The electrochemical oxidation of ethyl silanes has now been extended to silyl dienes. The major products are oxygenated, unsaturated acetals resulting from 1,4-oxidation( Scheme 17).

Allylic azides are produced in good yield by reaction of the corresponding allyl silanes with a cocktail of iodosylbenzene, Me3SiN3 and BF3.OEt2. Unsaturated nitriles are amongst the products available using a new hydrocyanation procedure( Scheme 18). The method has the prime advantage of using isocyanides (trimethylsilylcyanide is in equilibrium in solution with the isocyanide) in place of HCN, which has obvious attractions.

Several new methods for the synthesis of allylsilanes have appeared this year, along with improvements and modifications of previous methods. Scheme 19 highlights some of these developments.

Two research groups have described the advantages of using CeCl3 in combination with Me3SiCH2M (M = Li or Mg) for reaction with acid derivatives (13) (X = OR or Cl). Whilst reagents derived from CeCl3 and Me3SiCH2Li work very well with acid chlorides, better results are obtained with esters by using the CeCl3/Me3SiCH2MgCl combination. 42 The versatile species (15) is produced by electrophile-initiated migration of an alkyl group from boron to carbon. Subsequent protonolysis gives the allylsilane, whereas H2O2/NaOH work-up gives a β-silylketone. A rather more laborious route to simple allylsilanes uses the unusual synthon (16). Combination of (16) with a Grignard gives (17) which on treatment with methanesulphonyl chloride undergoes Reich-type elimination to give the final product. No alternative elimination (to give allyl selenides) is observed, and the products are obtained solely as (E)-isomers.

Two new methods for the synthesis of allyl stannanes both rely on the introduction of tin into a preformed allylic functional group (Scheme 20). In both methods the tin group ends up at the least substituted end of the allylic system, with mixtures of stereoisomers resulting where possible. Allylic sulphides also act as electrophilic partners in a new Mo(CO)6 – mediated reaction with certain carbon nucleophiles such as malonate or enolates of β-ketoesters (Scheme 21). In addition to substitution, reductive desulfenylation was also observed in some cases. Similar allylic substitution using soft carbon nucleophiles is possible using novel π-allyl palladium complexes incorporating a phosphonate group (Scheme 22). Since the starting materials e.g. (18) are easily available from α,β-unsaturated aldehydes the method offers a useful entry into functionalised phosphonates. Alternatively, amino-substituted phosphonates can also be prepared by substituting a secondary amine for the carbon nucleophile.

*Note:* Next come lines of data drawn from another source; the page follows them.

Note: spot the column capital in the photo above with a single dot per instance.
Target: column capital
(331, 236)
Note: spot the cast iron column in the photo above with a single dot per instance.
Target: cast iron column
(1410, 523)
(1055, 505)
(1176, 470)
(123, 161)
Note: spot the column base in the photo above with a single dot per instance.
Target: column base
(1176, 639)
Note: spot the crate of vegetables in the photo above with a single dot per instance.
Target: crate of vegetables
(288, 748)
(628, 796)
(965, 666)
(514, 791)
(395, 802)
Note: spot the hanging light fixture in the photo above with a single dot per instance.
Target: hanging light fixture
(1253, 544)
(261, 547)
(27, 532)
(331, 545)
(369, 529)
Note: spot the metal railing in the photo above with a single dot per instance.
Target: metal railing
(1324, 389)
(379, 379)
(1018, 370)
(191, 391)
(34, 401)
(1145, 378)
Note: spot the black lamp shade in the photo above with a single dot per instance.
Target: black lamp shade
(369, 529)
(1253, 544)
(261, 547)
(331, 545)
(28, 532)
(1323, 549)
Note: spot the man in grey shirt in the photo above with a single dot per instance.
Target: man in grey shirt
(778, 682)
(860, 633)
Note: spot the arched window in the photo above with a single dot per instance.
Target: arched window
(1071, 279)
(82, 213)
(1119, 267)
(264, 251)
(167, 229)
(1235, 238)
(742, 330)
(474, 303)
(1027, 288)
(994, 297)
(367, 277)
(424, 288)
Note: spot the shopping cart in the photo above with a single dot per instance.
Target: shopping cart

Simple homoallylic alcohols are available by coupling of allylic halides with aldehydes using a BiCl3-metallic aluminium combination in aqueous THF. The scope and limitations of the Wenkert coupling of substituted dihydrofurans with Grignard reagents using nickel catalysis have been examined. Providing care is taken on work-up the reaction provides excellent stereoselective access to a variety of homoallylic alcohols (Scheme 23). The reaction gives by-products due to competing reduction, i.e. (19), with Grignard reagents bearing β-hydrogens. Homoallylic fluorides are formed on treating cyclopropylmethanols with a specially modified HF-pyridine reagent. The reaction of allylstannanes with in situ generated immonium salts provides a high-yielding route to various homoallylic amines (Scheme 24). The outcome of this reaction using allylstannanes contrasts to earlier results using allylsilane, in which cyclisation to form N-substituted piperidines occurred.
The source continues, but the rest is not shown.